- Born: Louisa Sophia Goldsmid 2 September 1819
- Died: 7 December 1908 (aged 89) London
- Known for: advocacy of women's higher education
- Title: Lady
- Spouse: Francis Henry Goldsmid ​ ​(m. 1839; died 1878)​
- Relatives: Isaac Lyon Goldsmid (uncle)

= Louisa Goldsmid =

British philanthropist and education activist

Lady Louisa Sophia Goldsmid (2 September 1819 – 12 June 1908) was a British philanthropist and education activist who targeted her life at improving education provision for British women. She took a leading role in persuading Cambridge University to create women graduates.

==Life==

She was born into a privileged Anglo-Jewish family who were closely related to other Jewish families who organised British Jewry. She continued her community's habit of endogamy by taking her first cousin Francis Goldsmid as her husband. Her mother-in-law was the women's education activist Isabel Goldsmid and her uncle Isaac Lyon Goldsmid helped to change the laws that restricted the rights of British Jews. The wedding was conducted by the Ashkenazi chief rabbi in 1839. Three years later the major schism of British Jews happened and Goldsmid and her husband joined the West London British reform Jews. The reform Jews favoured more involvement for women in their religion than the orthodox Jews.

She joined the ladies' committee of the Governesses' Benevolent Institution in 1849. This group which was founded by Anglican clergy had just helped to create Queen's College, Harley Street which was the first place in England that women could undertake higher education.

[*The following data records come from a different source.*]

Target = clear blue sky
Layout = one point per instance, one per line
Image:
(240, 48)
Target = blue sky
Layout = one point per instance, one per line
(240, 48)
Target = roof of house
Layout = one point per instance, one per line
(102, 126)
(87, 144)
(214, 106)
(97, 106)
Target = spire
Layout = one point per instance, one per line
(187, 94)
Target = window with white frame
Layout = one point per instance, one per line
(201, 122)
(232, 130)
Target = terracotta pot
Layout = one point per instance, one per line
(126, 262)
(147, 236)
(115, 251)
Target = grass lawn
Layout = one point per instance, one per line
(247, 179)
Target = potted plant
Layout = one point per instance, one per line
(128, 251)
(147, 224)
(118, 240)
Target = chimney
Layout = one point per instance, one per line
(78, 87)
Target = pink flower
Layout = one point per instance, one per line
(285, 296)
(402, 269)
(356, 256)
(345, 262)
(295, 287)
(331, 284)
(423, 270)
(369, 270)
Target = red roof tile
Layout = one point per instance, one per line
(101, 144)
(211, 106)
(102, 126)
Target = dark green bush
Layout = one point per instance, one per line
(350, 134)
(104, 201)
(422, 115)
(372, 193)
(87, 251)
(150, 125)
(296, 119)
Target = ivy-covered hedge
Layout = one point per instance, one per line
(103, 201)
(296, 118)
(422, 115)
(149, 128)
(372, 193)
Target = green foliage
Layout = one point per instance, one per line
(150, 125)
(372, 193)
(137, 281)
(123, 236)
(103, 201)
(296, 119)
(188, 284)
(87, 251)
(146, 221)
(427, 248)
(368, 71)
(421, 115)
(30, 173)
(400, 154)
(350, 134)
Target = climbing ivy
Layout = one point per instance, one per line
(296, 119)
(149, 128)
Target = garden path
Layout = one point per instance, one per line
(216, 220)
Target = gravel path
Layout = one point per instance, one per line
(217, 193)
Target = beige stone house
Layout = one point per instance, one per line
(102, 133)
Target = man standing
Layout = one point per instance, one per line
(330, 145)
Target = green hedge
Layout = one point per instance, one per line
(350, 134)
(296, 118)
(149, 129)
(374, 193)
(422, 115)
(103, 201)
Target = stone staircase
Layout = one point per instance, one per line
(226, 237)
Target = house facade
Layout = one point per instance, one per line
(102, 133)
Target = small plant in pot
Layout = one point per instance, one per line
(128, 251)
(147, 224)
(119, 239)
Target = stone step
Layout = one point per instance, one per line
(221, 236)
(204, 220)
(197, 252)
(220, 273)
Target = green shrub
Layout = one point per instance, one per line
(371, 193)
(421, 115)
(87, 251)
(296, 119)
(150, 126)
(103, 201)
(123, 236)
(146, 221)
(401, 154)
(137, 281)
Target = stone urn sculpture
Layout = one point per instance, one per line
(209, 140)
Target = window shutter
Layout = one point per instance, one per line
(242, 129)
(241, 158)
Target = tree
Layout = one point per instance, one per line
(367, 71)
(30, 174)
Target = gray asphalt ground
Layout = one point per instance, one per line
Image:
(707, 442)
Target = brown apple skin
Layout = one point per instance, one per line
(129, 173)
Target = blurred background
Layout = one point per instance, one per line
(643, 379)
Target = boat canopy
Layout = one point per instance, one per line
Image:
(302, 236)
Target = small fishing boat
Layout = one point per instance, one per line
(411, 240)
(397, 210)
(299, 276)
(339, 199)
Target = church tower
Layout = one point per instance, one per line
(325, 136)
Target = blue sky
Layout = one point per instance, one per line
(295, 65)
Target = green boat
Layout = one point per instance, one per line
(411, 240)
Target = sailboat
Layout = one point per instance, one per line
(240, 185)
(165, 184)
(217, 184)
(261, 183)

In 1859 she became Lady Louisa Goldsmid when her husband inherited the title of second baronet. She became involved with the Langham Place Circle via her mother-in-law Isabel Goldsmid. With Isabel' daughter Anna Maria Goldsmid this made three Goldsmids who were part of the Langham Place circle. Louisa became the treasurer of the circle and friends with Emily Davies who was the secretary and the major activist of the circle. The circle's aim was to find a way for women to undertake university education. In 1865 this was started when Cambridge University submitted to Emily Davies' advocacy and allowed females into their local examinations. This led to the creation of Girton College, Cambridge. Goldsmid's interest in education was temporarily held in abeyance as she tried to realise the larger goal of gaining the vote for women. She found an advocate in John Stuart Mill but he believed that all women should be given the vote. Goldsmid argued against this believing that it was more realistic to ask that the vote be given only to spinsters and widows. Mill proceeded with his more ambitious proposal and the cause was lost. At this point Goldsmid realised that she and Emily Davies should ignore the campaign to gain votes for women and concentrate on the more achievable goal of gaining the right of women to gain university degrees. London University allowed women to gain degrees in 1878. This was the same year that her husband died and Goldsmid's philanthropy established three scholarships for female pianists. Goldsmid continued her advocacy of women's education albeit for middle class women. (In 1887 Cambridge University submitted to change and allowed women to take the tripos examinations.)

After Sir Francis Goldsmid died the pianist Agnes Zimmermann moved into the Goldsmid household and they were close friends. Zimmermann was said to have shared eighteen years of "devoted attention" with Goldsmid and it has been speculated that this was a lesbian relationship.

In 1881 the leaders of the Jewish community in London were being criticised for not campaigning against pogroms in the Russian Empire. Her husband's leadership was missed and it was Goldsmid's support together with an anonymous writer named "Juriscontalus" and Asher Myers of The Jewish Chronicle that action was taken. Public meetings were held across the country and Jewish and Christian leaders in Britain spoke out against the atrocities.

Goldsmid died at 13 Portman Square on 7 December 1908. This was her London home and previously a meeting place for society with Goldsmid as hostess. Goldsmid left a statue title "Lost Innocence" by Emilio Santarelli to UCL.